Just as Lutie’s singing in the bar gave voice to a sorrow shared by her audience, so does her crying. Lutie’s voice, though suppressed at every turn, cannot be completely eliminated, and so it gets shunted to other outlets through which it erupts from time to time. On one occasion,

As Lutie climbed the stairs, she deliberately accentuated the clicking of the heels of her shoes on the treads because the sharp sound helped relieve the hard resentment she felt; it gave expression to the anger flooding through her.

By the end of the novel, Lutie’s irrepressible cry has found a way to erupt in a decisive way, if not in a way you’d expect.

The people in the novel who make life difficult for Lutie are not simply evil. We might at first be inclined to write off as a pure villain the “cellar crazy” super of Lutie’s building, who can’t conceal his lecherous desire for Lutie. But then we learn that he was so drained by the solitude of working as a night watchman that he decided to become a super in Harlem, “because that way there would be people around him all the time.” After serving in the Navy, he had returned to America to find that these were the only opportunities available to him. Society abandoned him. He was forced to spend so much time alone in buildings that he lost the ability to interact normally. So although we may despise the actions of the super and of other characters, we cannot go so far as to blame them and call it a day. Ultimately it is society, which exacerbates the impulses behind most of the evil actions in the novel, which bears the brunt of Petry’s critique.

Petry is intent upon her target, which is to say, society. Petry isn’t pandering to the critics; she has a sincere message of social critique to which she humbles herself as a writer.
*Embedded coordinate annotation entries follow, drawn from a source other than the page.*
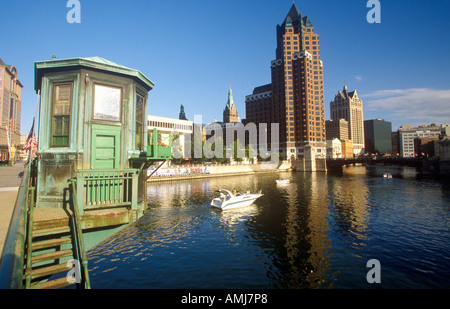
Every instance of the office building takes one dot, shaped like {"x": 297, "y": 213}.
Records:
{"x": 167, "y": 126}
{"x": 407, "y": 134}
{"x": 336, "y": 129}
{"x": 377, "y": 136}
{"x": 349, "y": 106}
{"x": 10, "y": 108}
{"x": 294, "y": 99}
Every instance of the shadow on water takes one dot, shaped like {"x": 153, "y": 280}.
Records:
{"x": 319, "y": 231}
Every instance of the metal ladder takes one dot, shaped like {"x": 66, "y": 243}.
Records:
{"x": 55, "y": 251}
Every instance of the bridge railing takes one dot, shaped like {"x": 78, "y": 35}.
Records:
{"x": 97, "y": 189}
{"x": 12, "y": 258}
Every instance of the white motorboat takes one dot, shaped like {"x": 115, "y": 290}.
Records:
{"x": 228, "y": 200}
{"x": 283, "y": 181}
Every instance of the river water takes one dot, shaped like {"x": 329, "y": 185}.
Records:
{"x": 319, "y": 231}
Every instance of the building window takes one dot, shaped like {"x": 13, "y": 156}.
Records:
{"x": 107, "y": 103}
{"x": 62, "y": 102}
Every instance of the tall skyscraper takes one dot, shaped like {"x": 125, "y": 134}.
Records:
{"x": 230, "y": 113}
{"x": 377, "y": 134}
{"x": 10, "y": 108}
{"x": 348, "y": 106}
{"x": 295, "y": 97}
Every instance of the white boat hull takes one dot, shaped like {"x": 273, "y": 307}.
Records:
{"x": 234, "y": 201}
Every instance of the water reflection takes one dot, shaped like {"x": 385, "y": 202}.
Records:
{"x": 349, "y": 205}
{"x": 316, "y": 232}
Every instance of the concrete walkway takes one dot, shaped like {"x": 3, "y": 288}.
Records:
{"x": 10, "y": 178}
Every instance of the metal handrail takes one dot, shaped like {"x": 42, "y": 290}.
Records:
{"x": 78, "y": 234}
{"x": 12, "y": 258}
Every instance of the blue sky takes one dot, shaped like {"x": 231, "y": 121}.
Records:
{"x": 192, "y": 50}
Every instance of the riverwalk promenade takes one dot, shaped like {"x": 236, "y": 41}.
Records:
{"x": 10, "y": 178}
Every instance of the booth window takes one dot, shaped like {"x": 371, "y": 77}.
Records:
{"x": 140, "y": 122}
{"x": 62, "y": 101}
{"x": 107, "y": 103}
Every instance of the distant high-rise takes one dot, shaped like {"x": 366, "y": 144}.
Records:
{"x": 10, "y": 108}
{"x": 230, "y": 113}
{"x": 182, "y": 115}
{"x": 337, "y": 129}
{"x": 295, "y": 98}
{"x": 348, "y": 106}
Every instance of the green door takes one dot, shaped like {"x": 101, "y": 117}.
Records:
{"x": 105, "y": 147}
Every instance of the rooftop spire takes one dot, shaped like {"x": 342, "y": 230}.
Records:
{"x": 230, "y": 101}
{"x": 294, "y": 13}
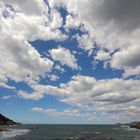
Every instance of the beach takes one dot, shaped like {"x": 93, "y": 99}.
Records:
{"x": 70, "y": 132}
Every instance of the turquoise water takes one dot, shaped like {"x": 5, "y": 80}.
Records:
{"x": 70, "y": 132}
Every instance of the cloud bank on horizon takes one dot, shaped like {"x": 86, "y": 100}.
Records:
{"x": 82, "y": 53}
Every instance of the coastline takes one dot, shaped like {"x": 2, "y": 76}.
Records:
{"x": 2, "y": 129}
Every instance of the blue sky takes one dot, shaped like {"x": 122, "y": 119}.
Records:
{"x": 69, "y": 62}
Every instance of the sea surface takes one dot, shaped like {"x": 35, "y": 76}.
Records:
{"x": 70, "y": 132}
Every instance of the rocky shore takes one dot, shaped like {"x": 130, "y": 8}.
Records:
{"x": 135, "y": 125}
{"x": 6, "y": 121}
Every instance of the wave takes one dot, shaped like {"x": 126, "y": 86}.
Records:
{"x": 13, "y": 133}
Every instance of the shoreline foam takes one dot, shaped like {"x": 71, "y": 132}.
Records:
{"x": 13, "y": 133}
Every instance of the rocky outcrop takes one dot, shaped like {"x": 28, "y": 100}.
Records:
{"x": 6, "y": 121}
{"x": 135, "y": 125}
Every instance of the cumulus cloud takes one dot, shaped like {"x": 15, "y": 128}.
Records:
{"x": 105, "y": 96}
{"x": 64, "y": 56}
{"x": 114, "y": 25}
{"x": 67, "y": 113}
{"x": 19, "y": 24}
{"x": 6, "y": 97}
{"x": 102, "y": 55}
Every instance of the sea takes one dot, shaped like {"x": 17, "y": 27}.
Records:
{"x": 70, "y": 132}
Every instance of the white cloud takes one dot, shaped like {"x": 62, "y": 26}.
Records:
{"x": 66, "y": 113}
{"x": 102, "y": 55}
{"x": 114, "y": 25}
{"x": 19, "y": 23}
{"x": 23, "y": 60}
{"x": 6, "y": 97}
{"x": 53, "y": 77}
{"x": 87, "y": 93}
{"x": 64, "y": 56}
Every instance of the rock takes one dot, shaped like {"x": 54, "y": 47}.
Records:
{"x": 6, "y": 121}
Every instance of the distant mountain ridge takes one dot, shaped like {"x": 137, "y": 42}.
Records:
{"x": 7, "y": 121}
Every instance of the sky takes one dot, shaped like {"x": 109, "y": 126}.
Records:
{"x": 70, "y": 61}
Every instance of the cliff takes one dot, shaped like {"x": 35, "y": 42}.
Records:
{"x": 7, "y": 121}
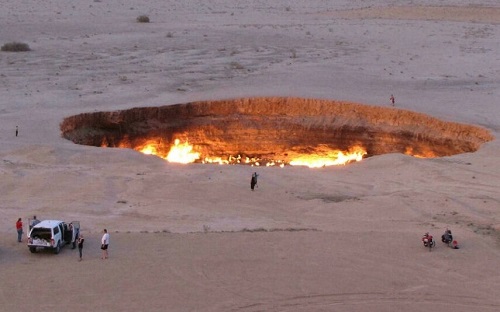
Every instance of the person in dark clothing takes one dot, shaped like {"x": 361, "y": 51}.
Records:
{"x": 253, "y": 181}
{"x": 80, "y": 246}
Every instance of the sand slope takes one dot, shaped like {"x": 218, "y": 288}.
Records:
{"x": 195, "y": 238}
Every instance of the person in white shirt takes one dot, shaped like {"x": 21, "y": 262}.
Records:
{"x": 105, "y": 244}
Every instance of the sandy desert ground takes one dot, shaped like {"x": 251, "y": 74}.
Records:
{"x": 195, "y": 238}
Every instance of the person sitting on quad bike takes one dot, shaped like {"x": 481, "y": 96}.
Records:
{"x": 447, "y": 238}
{"x": 427, "y": 240}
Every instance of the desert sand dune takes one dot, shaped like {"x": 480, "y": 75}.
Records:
{"x": 195, "y": 237}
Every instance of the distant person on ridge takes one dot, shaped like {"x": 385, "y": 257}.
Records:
{"x": 253, "y": 181}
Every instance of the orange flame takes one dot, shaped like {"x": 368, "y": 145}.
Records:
{"x": 332, "y": 158}
{"x": 183, "y": 153}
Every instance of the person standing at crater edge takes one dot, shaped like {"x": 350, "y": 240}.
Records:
{"x": 253, "y": 181}
{"x": 105, "y": 244}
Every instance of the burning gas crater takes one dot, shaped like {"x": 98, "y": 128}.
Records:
{"x": 273, "y": 131}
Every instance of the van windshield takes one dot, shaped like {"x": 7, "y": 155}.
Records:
{"x": 41, "y": 233}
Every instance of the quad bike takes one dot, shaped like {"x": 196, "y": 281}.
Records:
{"x": 447, "y": 238}
{"x": 428, "y": 241}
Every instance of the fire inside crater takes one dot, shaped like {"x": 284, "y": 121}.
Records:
{"x": 273, "y": 131}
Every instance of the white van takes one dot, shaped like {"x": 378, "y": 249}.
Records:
{"x": 53, "y": 234}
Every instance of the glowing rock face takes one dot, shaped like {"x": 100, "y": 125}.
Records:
{"x": 273, "y": 131}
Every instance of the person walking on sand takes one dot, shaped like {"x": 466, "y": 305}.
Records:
{"x": 80, "y": 245}
{"x": 105, "y": 244}
{"x": 253, "y": 181}
{"x": 19, "y": 228}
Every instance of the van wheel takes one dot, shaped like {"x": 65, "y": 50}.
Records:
{"x": 58, "y": 248}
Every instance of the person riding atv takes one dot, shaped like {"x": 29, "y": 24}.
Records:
{"x": 447, "y": 238}
{"x": 427, "y": 240}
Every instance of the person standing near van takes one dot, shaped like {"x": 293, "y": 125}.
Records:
{"x": 19, "y": 228}
{"x": 105, "y": 244}
{"x": 80, "y": 245}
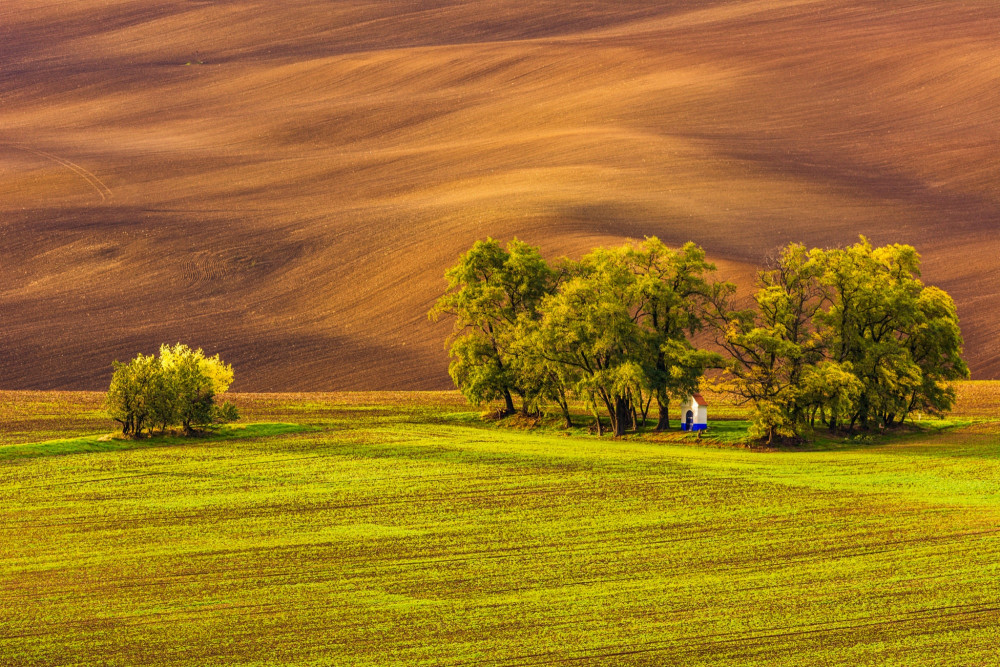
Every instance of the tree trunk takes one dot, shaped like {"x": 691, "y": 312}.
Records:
{"x": 597, "y": 420}
{"x": 620, "y": 415}
{"x": 508, "y": 403}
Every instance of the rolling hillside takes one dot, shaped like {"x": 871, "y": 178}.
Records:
{"x": 285, "y": 183}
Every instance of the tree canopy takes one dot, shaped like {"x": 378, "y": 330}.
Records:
{"x": 177, "y": 388}
{"x": 847, "y": 337}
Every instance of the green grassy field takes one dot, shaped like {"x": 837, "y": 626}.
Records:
{"x": 400, "y": 530}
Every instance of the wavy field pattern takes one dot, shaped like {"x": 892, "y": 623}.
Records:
{"x": 284, "y": 183}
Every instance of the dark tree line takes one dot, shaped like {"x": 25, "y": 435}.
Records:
{"x": 849, "y": 338}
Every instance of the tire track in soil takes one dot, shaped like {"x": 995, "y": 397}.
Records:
{"x": 92, "y": 180}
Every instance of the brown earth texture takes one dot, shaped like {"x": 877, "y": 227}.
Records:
{"x": 285, "y": 183}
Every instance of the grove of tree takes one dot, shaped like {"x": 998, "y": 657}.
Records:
{"x": 177, "y": 388}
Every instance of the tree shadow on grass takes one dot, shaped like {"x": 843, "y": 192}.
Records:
{"x": 108, "y": 443}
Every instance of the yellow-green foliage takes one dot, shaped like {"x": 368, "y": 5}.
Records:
{"x": 407, "y": 534}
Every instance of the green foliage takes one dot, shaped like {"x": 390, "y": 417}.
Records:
{"x": 177, "y": 388}
{"x": 850, "y": 336}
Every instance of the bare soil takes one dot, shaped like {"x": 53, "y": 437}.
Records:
{"x": 285, "y": 183}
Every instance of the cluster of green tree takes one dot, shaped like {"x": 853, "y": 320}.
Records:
{"x": 848, "y": 337}
{"x": 177, "y": 388}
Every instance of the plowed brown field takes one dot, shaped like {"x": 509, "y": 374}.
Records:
{"x": 285, "y": 182}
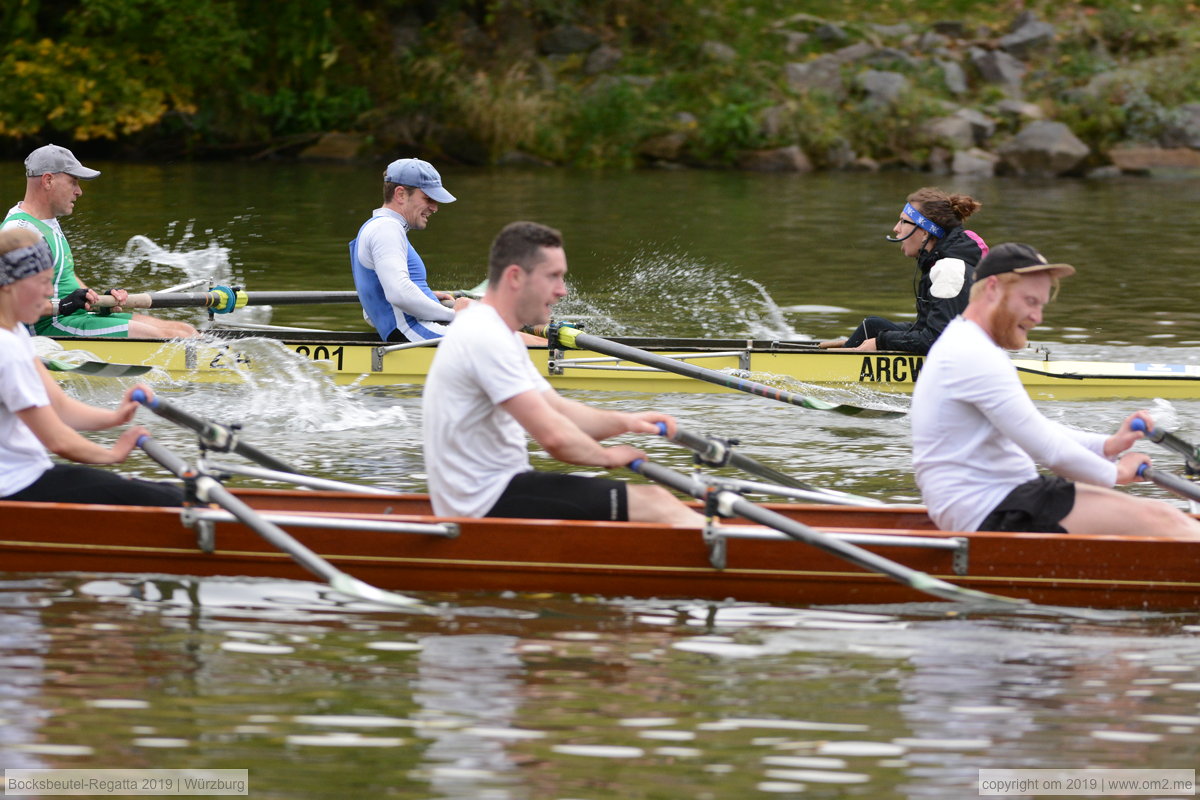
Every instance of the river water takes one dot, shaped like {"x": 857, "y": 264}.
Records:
{"x": 513, "y": 696}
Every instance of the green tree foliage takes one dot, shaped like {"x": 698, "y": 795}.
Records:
{"x": 472, "y": 79}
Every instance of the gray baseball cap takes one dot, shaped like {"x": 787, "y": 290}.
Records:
{"x": 53, "y": 158}
{"x": 418, "y": 174}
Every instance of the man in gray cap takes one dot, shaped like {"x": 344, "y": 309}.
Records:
{"x": 388, "y": 272}
{"x": 978, "y": 439}
{"x": 52, "y": 187}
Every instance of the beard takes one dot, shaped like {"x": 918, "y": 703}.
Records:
{"x": 1005, "y": 331}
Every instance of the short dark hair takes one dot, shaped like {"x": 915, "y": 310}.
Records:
{"x": 521, "y": 244}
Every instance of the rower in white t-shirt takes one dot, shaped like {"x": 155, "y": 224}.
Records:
{"x": 483, "y": 396}
{"x": 977, "y": 438}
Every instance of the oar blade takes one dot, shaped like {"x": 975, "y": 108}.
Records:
{"x": 209, "y": 489}
{"x": 97, "y": 368}
{"x": 352, "y": 587}
{"x": 864, "y": 411}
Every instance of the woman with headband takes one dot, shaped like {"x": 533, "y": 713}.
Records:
{"x": 930, "y": 230}
{"x": 36, "y": 415}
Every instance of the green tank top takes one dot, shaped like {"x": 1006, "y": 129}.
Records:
{"x": 65, "y": 282}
In her 1950 essay “The Novel as Social Criticism” (included in the upcoming LOA volume Ann Petry: The Street, The Narrows), Petry refers to The Street explicitly as a novel of social criticism. She writes against the idea, popular in midcentury criticism, of art for art’s sake. To Petry’s thinking, art should exist not for its own sake but for the sake of people, and it would be disingenuous to pretend that the novel exists in a vacuum:

It seems to me that all truly great art is propaganda, whether it be the Sistine Chapel, or La Gioconda, Madame Bovary, or War and Peace. The novel, like all other forms of art, will always reflect the political, economic, and social structure of the period in which it was created.

Fiction, according to Petry, has a central role to play in critiquing society. It can help people to understand that the victims of oppression are actually human—even when they do bad things.

COMING IN FEB. 2019
Ann Petry:
The Street, The Narrows

I first encountered Ann Petry’s writing here as an intern at Library of America. While doing research for the website, I set off on the internet in search of a good blurb on Petry. It took me no time at all to find blurbs for well-known figures like Flannery O’Connor and David Foster Wallace, or for established critics like Pauline Kael. But finding something on Petry took a while. Although The Street was a runaway bestseller when it was first published, over the years Petry’s fame has waned. She has generally been neglected by both critics and readers. It has been standard practice to preface any treatment of Petry with an apology for her lack of literary status, and to undercut praise of her with comparison to writers such as Richard Wright, treating The Street as merely a female counterpart to his Native Son. Within this framework, Petry’s true merits go unrecognized.

A core part of Library of America’s mission is to call attention to writers like Petry, who have had an undeniable impact on American letters but who have been forgotten. Hopefully, the publication of the upcoming LOA volume will help amplify Petry’s voice, as well as Lutie’s.